The Curiosity is a fascinating 'what if' extrapolation around what the world could expect if cryogenically preserved people (via natural or man-made means) could be reanimated. The publicity blurb likens it to Audrey Niffenegger's The Time Traveler's Wife and the works of Michael Crichton. My personal advice would be to ignore both comparisons as Stephen ploughs his own furrow. Yes, there is real science at its base as in a Michael Crichton, but it's not as detailed as Mr C's explanations would have been (good news for those who prefer story to slightly deeper academic thought). Again, yes, there is a romantic element but it wafts around as a beautiful chaste tenderness and a reasoned motive. Also, once Jeremiah has reached the 21st century neither he nor anyone else is travelling through history (a big difference from Henry 'the Time Traveler').
You could say that if the novel was at Glastonbury, love and science would be on the smaller festival stages. The main headliner stage (as the thrust of the story) features Jeremiah's return to the living, how it's taken by the man himself and the reaction of world at large.
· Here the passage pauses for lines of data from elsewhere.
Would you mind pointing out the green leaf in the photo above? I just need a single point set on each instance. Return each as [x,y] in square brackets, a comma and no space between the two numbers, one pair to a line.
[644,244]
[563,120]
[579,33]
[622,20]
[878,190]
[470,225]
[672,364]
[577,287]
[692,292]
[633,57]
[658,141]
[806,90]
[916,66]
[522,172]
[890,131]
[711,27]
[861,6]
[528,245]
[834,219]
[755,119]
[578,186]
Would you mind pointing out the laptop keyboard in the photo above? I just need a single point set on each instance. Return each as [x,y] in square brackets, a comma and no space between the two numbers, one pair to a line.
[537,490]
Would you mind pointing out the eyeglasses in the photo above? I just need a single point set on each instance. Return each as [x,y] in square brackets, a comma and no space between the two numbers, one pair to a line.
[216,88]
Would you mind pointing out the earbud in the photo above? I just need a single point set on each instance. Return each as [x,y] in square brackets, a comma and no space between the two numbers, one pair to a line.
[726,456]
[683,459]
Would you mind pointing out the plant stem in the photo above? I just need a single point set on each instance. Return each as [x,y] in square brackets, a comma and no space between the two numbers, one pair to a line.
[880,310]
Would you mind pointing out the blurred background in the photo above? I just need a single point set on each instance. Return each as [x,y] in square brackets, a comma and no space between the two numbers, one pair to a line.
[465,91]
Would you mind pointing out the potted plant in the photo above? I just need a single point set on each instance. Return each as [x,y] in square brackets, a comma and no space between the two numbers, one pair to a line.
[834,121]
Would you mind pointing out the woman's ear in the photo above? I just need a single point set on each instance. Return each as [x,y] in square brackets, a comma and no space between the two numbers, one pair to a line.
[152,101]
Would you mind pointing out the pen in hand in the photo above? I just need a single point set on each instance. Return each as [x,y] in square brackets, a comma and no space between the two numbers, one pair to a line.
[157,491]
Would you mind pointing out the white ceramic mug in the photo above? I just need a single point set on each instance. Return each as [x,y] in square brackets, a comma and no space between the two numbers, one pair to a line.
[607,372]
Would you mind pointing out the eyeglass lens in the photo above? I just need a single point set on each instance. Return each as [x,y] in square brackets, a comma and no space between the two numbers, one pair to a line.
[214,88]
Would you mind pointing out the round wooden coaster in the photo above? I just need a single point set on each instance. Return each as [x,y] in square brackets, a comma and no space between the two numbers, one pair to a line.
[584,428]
Jeremiah is intelligent and Abraham-Lincolnesque. We feel sorry for him when the full realisation of his predicament hits him and he struggles to come to terms with modernity from a nightclub visit right through to watching YouTube and the Apollo moon landings.
Kate isn't exactly unaffected by it either. She's torn between the scientific discovery of which she's a part and the fact that it centres on a human with rights beyond those of a lab rat. Kate and Jeremiah also generate a lot of the excitement (no, not like that!) but I'll leave that for you to discover.
Erastus Carthage, the driving force and dictatorial brain behind the enterprise, has reasons for his Frankenstein-like quest: fame, self-aggrandisement, financial gain without a jot of compassion for humanity. In fact, in common with ruthless journalist Daniel Dixon, Erastus seems not to have any redeeming features at all. He not only takes in his stride the storm revolving around Jeremiah, he also fuels it.
Don't let the thought of pantomime baddies put you off though. I put them to one side easily and loved the rest of the book. Kate, Jeremiah and the world on their doorsteps were more than enough to capture my interest. I plumped for them through bitten nails right to the inevitable end. (Not a comment on predictability; it was inevitable because that's where the story started.) As for the film, I can imagine that being hugely popular as easily as I can imagine Erastus having an English accent.
If you enjoy a romance that shifts between time zones and you've read or aren't that enamoured with The Time Traveler's Wife, we recommend Time's Echo by Pamela Hartshorne. If you're more into scientific thrillers, try Flight Behaviour by Barbara Kingsolver.